Different River

”You can never step in the same river twice.” –Heraclitus

January 26, 2005

End of an Era

Filed under: — Different River @ 4:52 pm

I’ve been on the Internet long enough to remember it before AOL was connected to it in 1994. (AOL was originally a self-contained service with its own content, separate from the Internet.) I remember when CompuServe (now owned by AOL) was first connected to the Internet around 1990 (anyone else remember those e-mail address with the numbers and commas?)

Though I was never particularly active on USENET (“newsgroups”), I also remember the USENET purists decrying the “commercialization of the ‘net” when all these non-tech-geeks who were unaware of USENET etiquette (“netiquette”) and history came into the newsgroups, some of them apparently unaware that they weren’t just another service of CompuServe or AOL.

Well, the wheel has turned, and AOL is disconnecting from USENET, which is to say, no longer providing newsgroup feeds to its users. Of course, the Internet being what it is now, people who want newsgroups will be able to find other sources. But as the article notes, “the event nonetheless represents a milestone in Internet history.”

Slashdot discussion here.

Worse Timing

Filed under: — Different River @ 4:42 pm

Eugueni Kniaze — a nice, law-abiding immigrant has been granted a green card … three and a half years after being killed by terrorists at the World Trade Center.

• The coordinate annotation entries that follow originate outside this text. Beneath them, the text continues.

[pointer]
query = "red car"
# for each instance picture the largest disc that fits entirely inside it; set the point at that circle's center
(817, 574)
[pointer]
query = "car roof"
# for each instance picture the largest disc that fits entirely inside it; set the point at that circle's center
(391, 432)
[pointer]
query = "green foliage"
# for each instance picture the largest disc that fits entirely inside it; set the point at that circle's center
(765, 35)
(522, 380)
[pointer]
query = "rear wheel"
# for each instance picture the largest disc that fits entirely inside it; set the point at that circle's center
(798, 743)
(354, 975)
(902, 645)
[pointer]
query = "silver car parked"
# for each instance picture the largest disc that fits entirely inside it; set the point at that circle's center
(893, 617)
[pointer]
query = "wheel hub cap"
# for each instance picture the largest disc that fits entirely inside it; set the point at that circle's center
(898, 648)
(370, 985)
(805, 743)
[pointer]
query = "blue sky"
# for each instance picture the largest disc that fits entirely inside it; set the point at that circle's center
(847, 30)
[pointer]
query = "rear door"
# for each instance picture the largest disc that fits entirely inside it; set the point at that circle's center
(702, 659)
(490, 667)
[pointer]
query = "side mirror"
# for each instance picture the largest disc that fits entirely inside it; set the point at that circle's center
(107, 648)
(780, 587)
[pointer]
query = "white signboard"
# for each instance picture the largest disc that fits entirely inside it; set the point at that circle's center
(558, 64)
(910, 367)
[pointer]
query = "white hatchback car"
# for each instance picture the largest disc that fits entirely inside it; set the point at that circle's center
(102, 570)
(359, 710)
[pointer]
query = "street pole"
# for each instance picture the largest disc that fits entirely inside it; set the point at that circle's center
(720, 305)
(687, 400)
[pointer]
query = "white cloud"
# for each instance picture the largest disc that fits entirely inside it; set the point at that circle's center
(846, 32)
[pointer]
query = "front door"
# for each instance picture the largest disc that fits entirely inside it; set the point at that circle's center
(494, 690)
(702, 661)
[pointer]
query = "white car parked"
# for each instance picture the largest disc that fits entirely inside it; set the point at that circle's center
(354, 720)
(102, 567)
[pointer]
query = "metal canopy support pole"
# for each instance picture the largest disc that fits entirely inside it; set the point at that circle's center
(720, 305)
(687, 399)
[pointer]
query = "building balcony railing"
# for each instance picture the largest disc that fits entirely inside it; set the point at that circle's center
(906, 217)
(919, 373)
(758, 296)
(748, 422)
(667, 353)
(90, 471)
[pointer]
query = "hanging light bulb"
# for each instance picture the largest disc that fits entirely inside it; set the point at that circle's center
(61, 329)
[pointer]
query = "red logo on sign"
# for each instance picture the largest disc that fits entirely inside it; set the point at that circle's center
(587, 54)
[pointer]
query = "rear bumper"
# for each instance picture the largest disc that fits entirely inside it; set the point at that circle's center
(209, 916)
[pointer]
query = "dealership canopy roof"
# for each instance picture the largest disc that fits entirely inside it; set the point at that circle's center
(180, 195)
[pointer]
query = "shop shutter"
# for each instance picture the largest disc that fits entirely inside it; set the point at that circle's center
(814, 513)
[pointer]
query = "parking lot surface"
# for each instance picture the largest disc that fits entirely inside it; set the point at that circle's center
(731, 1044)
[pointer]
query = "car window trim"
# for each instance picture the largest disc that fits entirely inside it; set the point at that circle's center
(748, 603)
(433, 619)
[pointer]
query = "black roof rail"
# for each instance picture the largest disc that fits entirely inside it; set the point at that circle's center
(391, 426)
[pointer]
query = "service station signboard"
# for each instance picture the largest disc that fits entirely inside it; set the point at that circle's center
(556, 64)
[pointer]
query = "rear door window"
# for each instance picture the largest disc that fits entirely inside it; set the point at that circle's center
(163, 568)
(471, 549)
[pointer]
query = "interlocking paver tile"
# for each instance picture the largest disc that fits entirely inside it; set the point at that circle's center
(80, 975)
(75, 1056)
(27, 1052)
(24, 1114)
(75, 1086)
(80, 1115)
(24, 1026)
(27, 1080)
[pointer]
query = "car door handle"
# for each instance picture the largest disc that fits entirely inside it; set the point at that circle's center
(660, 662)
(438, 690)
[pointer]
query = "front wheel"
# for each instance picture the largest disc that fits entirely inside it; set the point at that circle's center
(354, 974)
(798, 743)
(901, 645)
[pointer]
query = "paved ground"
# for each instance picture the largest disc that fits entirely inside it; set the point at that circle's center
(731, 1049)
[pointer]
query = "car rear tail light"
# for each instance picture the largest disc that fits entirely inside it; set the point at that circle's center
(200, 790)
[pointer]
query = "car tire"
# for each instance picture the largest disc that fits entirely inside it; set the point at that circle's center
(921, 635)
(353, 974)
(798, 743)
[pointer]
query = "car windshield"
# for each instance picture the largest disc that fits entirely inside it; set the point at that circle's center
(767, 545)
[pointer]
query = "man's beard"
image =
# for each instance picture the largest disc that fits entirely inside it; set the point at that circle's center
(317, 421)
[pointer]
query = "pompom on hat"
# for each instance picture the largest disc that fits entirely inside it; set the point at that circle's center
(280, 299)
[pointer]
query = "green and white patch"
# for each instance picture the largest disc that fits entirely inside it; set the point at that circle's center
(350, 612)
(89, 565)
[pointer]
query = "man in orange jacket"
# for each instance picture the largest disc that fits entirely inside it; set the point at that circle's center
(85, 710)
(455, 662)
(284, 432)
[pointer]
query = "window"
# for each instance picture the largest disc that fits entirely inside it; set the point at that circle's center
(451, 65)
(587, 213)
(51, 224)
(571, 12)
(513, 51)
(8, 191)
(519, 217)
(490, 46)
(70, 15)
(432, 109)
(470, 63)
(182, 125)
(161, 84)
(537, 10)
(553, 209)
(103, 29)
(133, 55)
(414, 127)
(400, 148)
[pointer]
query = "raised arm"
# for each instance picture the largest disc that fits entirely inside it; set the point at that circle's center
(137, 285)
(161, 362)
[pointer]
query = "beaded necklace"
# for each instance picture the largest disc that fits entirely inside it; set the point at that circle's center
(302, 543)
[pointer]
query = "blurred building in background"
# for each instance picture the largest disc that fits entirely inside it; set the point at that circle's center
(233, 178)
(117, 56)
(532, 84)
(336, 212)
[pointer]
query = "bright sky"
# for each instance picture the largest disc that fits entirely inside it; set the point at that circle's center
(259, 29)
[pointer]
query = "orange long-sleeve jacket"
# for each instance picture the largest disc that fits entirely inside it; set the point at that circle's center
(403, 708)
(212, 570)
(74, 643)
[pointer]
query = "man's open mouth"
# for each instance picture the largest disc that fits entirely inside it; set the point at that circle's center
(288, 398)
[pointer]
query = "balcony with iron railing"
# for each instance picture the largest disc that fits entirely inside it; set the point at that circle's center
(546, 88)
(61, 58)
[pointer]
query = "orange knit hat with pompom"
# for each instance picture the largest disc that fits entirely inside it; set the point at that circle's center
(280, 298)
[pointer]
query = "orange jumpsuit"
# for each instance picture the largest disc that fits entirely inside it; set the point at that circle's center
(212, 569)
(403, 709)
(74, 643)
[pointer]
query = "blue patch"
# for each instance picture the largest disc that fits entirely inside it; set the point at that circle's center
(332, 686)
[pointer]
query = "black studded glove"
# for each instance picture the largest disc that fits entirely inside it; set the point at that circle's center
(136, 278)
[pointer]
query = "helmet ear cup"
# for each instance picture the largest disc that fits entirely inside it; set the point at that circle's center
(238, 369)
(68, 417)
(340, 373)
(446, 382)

Note that this came through almost three years after one of the terrorists got his student visa approval to go to flight school … six months after flying a plane into the World Trade Center, killing Eugueni Kniazev (among many others, plus himself).

Full story from Michelle Malkin in the New York Post.

Very Bad Timing

Filed under: — Different River @ 4:10 pm

I never thought I’d be linking to ESPN but here goes:

Here’s a movie idea: diehard Red Sox fan falls into a coma before the 2004 playoffs, spends the next four weeks fighting for his life, then regains his senses after the World Series. He survives … only he feels ripped off, because as millions of Sox fans say, “I saw them win in my lifetime,” this poor guy is the one who didn’t see anything.

Never mind. It’s too improbable, right?

Meet Steven Manganello, known from this day forward in Red Sox history as The Coma Guy.


Growing up in Maine, his family followed the Sox because his grandfather did, one more diehard who ended up with these dates on his tombstone: 1917-2003. Ouch.

Here’s the article.

Encouraging Kids to Smoke

Filed under: — Different River @ 9:44 am

Clayton Cramer reports on the latest effort to get kids to smoke:

Yeah, “It’s just a plant,” but it’s a vile habit, with some unpleasant and destructive results. And now there’s a children’s book, even. Will those corporate greedheads ever stop? Oh, whoops! It’s not tobacco this new children’s book teaches kids is okay:

The holidays are over, but if you spaced on buying the budding reader in your life a present, Ricardo Cortes’s It’s Just a Plant is available on the Barnes & Noble Website this month. It’s the story of Jackie, a young girl who walks in on her parents smoking marijuana. The rest of the book follows a fact-finding mission Jackie and her mom take to learn more about pot. They visit Farmer Bob, who grows it, and Dr. Eden, her mom’s groovy physician (who warns the child not to use the drug till she’s an adult). Then they run into some guys passing around a spliff in front of a Chinese takeout joint [pun intended? --DR], who are promptly busted. That’s when she learns that “a small but powerful group decided to make a law against marijuana” from one of the cops, who lets the tokers go with a warning. And Jackie decides she’s going to “vote to make the laws fair” when she grows up.

Then there is this whopper:

“The book is not pro-drugs by any means,” says Cortes.

Really? What would he consider “pro-drugs”?

Or did marijuana kill so many of his brain cells he doesn’t know the different?